Давнее воспоминание: дело было субботним днем в конце шестидесятых, родители с друзьями сидят в садике за нашим домом в Нью-Джерси. Над мощенным плитами двориком рассеянная тень. Над соседским забором разрослись кусты форзиции. Взрослые попивают чай со льдом из зеленых пластиковых стаканчиков, развалившись на шезлонгах, от которых на бедрах остаются вмятины, когда встаешь. Возможно, в садике есть и кормушка для птиц. Знаю одно: это Шаббат — и, значит, никаких сигарет для папы, никакого радио для мамы. Обед подается холодным, как обычно, когда мама возвращается из синагоги. Фамилия друзей Кушнер. Много лет спустя их сына арестуют и посадят в тюрьму по мерзкому делу, связанному с проститутками и растратой. Их внук женится на Иванке Трамп. Но в тот день Кушнеры — просто приятная пожилая пара, значительно старше моих родителей. Я маленькая — лет пять-шесть, — и когда я выхожу, чтобы поздороваться со взрослыми, миссис Кушнер привлекает меня к себе. Это полная женщина с начесом на голове и сильным акцентом. Я слышала, как шепотом рассказывали, будто она и ее семья в своем штетле[28]
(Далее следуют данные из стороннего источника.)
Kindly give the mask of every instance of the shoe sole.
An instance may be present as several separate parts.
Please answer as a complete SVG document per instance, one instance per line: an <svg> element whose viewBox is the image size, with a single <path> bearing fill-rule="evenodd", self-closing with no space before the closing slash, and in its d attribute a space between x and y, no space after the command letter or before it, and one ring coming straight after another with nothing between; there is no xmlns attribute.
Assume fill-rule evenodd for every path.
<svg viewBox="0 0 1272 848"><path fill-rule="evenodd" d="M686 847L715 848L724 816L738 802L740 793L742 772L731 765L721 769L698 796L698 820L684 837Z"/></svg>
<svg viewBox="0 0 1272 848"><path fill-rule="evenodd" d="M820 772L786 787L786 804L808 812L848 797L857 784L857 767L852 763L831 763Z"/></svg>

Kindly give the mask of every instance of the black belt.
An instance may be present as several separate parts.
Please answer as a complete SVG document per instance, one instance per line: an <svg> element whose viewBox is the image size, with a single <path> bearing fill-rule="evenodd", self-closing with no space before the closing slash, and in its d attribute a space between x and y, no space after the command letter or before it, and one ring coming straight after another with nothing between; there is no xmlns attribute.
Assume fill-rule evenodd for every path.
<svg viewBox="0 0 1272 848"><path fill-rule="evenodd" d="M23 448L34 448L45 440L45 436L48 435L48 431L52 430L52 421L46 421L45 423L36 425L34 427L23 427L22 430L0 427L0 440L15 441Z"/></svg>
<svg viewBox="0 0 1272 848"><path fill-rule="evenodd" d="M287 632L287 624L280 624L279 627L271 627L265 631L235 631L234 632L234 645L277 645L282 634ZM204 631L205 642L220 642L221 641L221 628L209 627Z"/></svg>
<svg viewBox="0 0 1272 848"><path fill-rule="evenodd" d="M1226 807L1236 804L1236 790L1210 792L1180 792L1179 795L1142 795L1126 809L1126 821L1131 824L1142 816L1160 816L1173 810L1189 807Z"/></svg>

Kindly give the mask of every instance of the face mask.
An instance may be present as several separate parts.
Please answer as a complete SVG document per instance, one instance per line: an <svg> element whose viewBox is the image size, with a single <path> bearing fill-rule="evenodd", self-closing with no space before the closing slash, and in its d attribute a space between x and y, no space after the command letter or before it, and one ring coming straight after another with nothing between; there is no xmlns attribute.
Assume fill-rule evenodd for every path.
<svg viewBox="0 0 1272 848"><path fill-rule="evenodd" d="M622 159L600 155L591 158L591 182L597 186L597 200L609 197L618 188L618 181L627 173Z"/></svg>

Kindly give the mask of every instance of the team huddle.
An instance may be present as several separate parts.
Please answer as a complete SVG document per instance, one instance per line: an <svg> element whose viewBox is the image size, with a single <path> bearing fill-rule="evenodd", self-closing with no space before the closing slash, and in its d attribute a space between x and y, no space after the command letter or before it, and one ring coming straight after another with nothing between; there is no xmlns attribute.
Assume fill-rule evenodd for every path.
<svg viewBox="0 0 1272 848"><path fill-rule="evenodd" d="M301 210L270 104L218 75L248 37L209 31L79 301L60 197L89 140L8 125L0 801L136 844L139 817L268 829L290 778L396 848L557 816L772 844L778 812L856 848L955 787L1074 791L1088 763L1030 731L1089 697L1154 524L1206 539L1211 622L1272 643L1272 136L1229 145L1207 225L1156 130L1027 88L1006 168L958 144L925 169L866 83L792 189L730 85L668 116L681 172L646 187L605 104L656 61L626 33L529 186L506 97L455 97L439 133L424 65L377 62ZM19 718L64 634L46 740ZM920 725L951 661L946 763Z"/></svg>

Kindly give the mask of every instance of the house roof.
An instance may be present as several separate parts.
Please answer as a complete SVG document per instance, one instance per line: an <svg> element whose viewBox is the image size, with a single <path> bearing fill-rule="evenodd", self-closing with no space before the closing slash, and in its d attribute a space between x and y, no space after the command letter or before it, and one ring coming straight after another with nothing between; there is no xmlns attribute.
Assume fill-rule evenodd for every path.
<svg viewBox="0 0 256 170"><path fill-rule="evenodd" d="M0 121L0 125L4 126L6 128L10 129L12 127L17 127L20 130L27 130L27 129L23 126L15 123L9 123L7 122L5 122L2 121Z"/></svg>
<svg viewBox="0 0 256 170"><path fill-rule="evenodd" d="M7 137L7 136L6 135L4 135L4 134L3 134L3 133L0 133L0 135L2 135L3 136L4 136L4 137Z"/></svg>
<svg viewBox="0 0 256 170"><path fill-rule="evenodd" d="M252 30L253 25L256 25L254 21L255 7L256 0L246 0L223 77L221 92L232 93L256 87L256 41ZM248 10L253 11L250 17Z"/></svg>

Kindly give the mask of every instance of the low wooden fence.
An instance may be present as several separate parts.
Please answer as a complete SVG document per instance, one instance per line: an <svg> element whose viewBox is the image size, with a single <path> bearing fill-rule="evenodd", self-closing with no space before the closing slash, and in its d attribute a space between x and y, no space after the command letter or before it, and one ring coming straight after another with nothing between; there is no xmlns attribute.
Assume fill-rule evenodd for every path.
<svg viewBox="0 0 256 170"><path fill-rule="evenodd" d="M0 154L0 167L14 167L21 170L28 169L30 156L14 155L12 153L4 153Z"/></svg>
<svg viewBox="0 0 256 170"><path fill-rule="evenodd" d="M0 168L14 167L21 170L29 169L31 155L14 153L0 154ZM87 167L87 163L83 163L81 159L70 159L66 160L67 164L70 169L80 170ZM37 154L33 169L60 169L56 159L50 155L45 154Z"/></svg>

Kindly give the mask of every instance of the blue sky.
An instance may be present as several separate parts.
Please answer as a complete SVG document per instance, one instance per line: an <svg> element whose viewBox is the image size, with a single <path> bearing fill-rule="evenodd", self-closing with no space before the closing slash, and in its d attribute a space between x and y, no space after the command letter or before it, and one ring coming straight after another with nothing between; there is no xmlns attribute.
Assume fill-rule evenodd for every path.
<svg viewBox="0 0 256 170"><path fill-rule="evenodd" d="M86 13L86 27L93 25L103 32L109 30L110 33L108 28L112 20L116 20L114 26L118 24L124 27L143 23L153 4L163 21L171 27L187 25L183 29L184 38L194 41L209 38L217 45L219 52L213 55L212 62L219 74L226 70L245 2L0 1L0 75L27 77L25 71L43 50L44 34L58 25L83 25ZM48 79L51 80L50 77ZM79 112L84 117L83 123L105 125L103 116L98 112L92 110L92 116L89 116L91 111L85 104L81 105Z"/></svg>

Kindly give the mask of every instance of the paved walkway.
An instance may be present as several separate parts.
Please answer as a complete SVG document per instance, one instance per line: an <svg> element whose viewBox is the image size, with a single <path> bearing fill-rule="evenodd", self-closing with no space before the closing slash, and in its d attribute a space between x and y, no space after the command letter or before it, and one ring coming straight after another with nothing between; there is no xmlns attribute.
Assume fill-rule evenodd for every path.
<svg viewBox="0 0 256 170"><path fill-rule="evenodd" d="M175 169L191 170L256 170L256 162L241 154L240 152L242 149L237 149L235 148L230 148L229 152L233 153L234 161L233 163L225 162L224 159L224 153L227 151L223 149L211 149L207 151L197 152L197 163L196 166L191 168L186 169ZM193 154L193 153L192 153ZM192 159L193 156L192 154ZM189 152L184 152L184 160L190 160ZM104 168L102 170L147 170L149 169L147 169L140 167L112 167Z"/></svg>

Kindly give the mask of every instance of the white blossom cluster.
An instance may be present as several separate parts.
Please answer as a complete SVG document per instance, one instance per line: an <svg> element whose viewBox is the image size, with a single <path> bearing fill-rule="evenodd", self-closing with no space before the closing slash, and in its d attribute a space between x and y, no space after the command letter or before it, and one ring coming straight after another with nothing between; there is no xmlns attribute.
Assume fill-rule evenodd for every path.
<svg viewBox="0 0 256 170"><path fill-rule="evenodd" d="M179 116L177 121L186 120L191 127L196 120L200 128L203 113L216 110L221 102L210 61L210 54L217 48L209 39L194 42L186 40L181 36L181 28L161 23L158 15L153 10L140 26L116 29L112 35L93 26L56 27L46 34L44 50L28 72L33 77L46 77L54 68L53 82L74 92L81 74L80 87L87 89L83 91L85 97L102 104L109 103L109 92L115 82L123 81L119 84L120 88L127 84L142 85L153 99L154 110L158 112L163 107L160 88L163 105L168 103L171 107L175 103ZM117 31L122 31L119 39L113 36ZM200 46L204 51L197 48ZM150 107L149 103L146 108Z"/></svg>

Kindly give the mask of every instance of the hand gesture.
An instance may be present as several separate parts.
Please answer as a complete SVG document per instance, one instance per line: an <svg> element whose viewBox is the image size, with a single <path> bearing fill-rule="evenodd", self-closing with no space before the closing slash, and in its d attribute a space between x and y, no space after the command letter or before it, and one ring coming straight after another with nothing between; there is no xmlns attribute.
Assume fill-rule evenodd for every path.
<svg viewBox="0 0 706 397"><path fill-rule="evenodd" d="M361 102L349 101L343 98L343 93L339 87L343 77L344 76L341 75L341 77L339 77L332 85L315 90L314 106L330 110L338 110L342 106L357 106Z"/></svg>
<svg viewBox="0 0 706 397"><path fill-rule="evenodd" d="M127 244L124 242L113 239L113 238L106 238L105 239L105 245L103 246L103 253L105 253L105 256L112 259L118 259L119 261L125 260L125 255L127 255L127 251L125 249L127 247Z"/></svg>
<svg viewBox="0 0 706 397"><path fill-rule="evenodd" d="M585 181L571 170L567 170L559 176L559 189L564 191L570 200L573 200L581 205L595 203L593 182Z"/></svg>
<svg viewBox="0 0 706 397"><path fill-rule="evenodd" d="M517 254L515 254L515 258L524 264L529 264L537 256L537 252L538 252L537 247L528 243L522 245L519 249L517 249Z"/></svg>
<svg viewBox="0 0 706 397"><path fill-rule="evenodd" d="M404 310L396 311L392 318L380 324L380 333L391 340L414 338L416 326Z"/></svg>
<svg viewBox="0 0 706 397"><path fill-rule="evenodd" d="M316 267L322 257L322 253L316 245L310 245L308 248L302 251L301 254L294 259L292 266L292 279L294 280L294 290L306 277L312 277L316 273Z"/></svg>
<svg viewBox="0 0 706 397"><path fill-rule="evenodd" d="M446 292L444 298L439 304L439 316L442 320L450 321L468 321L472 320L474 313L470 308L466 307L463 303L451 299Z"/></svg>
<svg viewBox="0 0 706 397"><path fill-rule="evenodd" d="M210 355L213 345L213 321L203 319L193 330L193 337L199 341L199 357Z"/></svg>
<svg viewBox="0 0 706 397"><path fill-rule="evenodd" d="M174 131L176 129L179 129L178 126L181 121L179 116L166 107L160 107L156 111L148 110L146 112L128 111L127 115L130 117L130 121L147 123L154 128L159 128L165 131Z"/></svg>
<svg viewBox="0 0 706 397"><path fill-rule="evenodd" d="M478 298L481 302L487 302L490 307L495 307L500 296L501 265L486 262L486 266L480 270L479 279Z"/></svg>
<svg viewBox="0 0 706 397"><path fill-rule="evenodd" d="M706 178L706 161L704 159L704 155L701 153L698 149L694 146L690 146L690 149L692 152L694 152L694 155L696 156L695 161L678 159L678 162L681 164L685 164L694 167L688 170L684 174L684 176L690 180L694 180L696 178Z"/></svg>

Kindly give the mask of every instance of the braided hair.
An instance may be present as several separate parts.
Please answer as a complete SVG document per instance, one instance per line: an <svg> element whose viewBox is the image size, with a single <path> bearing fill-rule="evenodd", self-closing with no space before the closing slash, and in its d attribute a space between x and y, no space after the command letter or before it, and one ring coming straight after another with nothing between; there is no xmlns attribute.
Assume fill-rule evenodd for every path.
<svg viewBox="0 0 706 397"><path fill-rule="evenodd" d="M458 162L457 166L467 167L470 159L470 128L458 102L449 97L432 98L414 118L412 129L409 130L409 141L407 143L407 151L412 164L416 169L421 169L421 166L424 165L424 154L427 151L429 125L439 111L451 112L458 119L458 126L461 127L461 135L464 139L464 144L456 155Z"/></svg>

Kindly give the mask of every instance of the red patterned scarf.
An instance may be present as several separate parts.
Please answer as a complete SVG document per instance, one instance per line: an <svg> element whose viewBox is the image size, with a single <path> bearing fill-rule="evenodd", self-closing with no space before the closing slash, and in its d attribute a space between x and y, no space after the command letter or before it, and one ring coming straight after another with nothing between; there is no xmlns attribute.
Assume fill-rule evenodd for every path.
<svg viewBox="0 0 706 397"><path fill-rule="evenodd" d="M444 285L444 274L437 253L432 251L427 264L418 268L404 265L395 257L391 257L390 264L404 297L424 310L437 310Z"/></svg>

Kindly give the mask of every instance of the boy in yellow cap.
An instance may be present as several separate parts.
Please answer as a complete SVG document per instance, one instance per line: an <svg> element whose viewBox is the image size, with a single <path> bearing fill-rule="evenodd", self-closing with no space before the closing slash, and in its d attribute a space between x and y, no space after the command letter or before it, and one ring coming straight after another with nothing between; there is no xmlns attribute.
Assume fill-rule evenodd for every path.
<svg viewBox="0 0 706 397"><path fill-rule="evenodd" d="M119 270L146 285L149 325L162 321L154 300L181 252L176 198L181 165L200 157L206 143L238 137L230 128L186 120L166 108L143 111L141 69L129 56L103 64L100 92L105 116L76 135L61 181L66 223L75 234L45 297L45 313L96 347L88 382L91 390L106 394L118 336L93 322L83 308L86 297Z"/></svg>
где-то в Польше вырыли проход из еврейского гетто, через который удалось уйти сотням людей. Миссис Кушнер проводит ладонью по моим волосам — они у меня светлые, как и брови. Пристально смотрит на меня. Что она видит? Я светлокожая, голубоглазая, хрупкая. Лицо сердечком. Продолжая сжимать меня в объятиях, она говорит: «Тебе, блондиночка, цены бы в гетто не было. Доставала бы нам хлеб у фашистов».Пятьдесят два процента от восточноевропейских евреев-ашкеназов. Остальное — французы, ирландцы, англичане и немцы. Раскол, расхождение, трещина. Почти половина меня могла, строго говоря, доставать у фашистов хлеб. Я была еврейской девочкой, воспитанной в ортодоксальной традиции, которая знала наизусть сидур[29]
и во все горло после каждой субботней еды распевала с отцом биркат ха-мазон[30]. Я говорила на безупречном иврите — когда сейчас слышу этот язык, он кажется мне полузабытой мечтой. Но я не выглядела как подобает — не просто была не очень похожа на еврейку, а не похожа до такой степени, что это стало определяющей характеристикой моей идентичности.У меня очень мало детских воспоминаний — их почти нет, — но я всегда помню садик, рассеянную тень, зеленые стаканчики и шезлонги в тот субботний день. Папа, все еще в брюках от костюма, но без галстука и с закатанными рукавами рубашки. Маму помню не так четко — ее образ всегда более расплывчатый, — но она, безусловно, наблюдала сцену с миссис Кушнер, сидя за накрытым к обеду столом с нарезанными ломтями говядины и холодной спаржей.
Что на самом деле хотела сказать миссис Кушнер? Что она думала? Я слышала: «Ты одна из нас». И одновременно я слышала: «Ты не такая, как мы». Чему верить? И почему это воспоминание осталось у меня на всю жизнь? Историю про миссис Кушнер я пересказывала и раньше. Писала о ней в эссе и других воспоминаниях. Я считала эту историю важной из-за того, что вдруг мне, ребенку, наносят эмоциональную травму, говоря, что, живи я в годы войны, я могла спасти людей и моя вина в том, что я не смогла этого сделать. Но теперь я понимаю, что в этом воспоминании скрыта правда и потому оно не стерлось из памяти. Миссис Кушнер, схватившая меня за руку и рассматривавшая пристально, не желала мне зла. Она говорила не думая и высказала общее впечатление, возникавшее у людей при виде меня. Это был первый — хотя далеко не последний — запомнившийся мне случай, когда мне сказали, что я не та, кем себя считаю.
Однажды, лет в двадцать с небольшим, я записала, сколько раз я слышала от людей, что не похожа на еврейку, за один день.
«Именно так и выглядят евреи», — отвечала я, мысленно посылая всех к черту. Я говорила о своем еврействе повсюду, где бы ни находилась. Это был мой фирменный фокус, который неизменно вызывал интерес и даже изумление.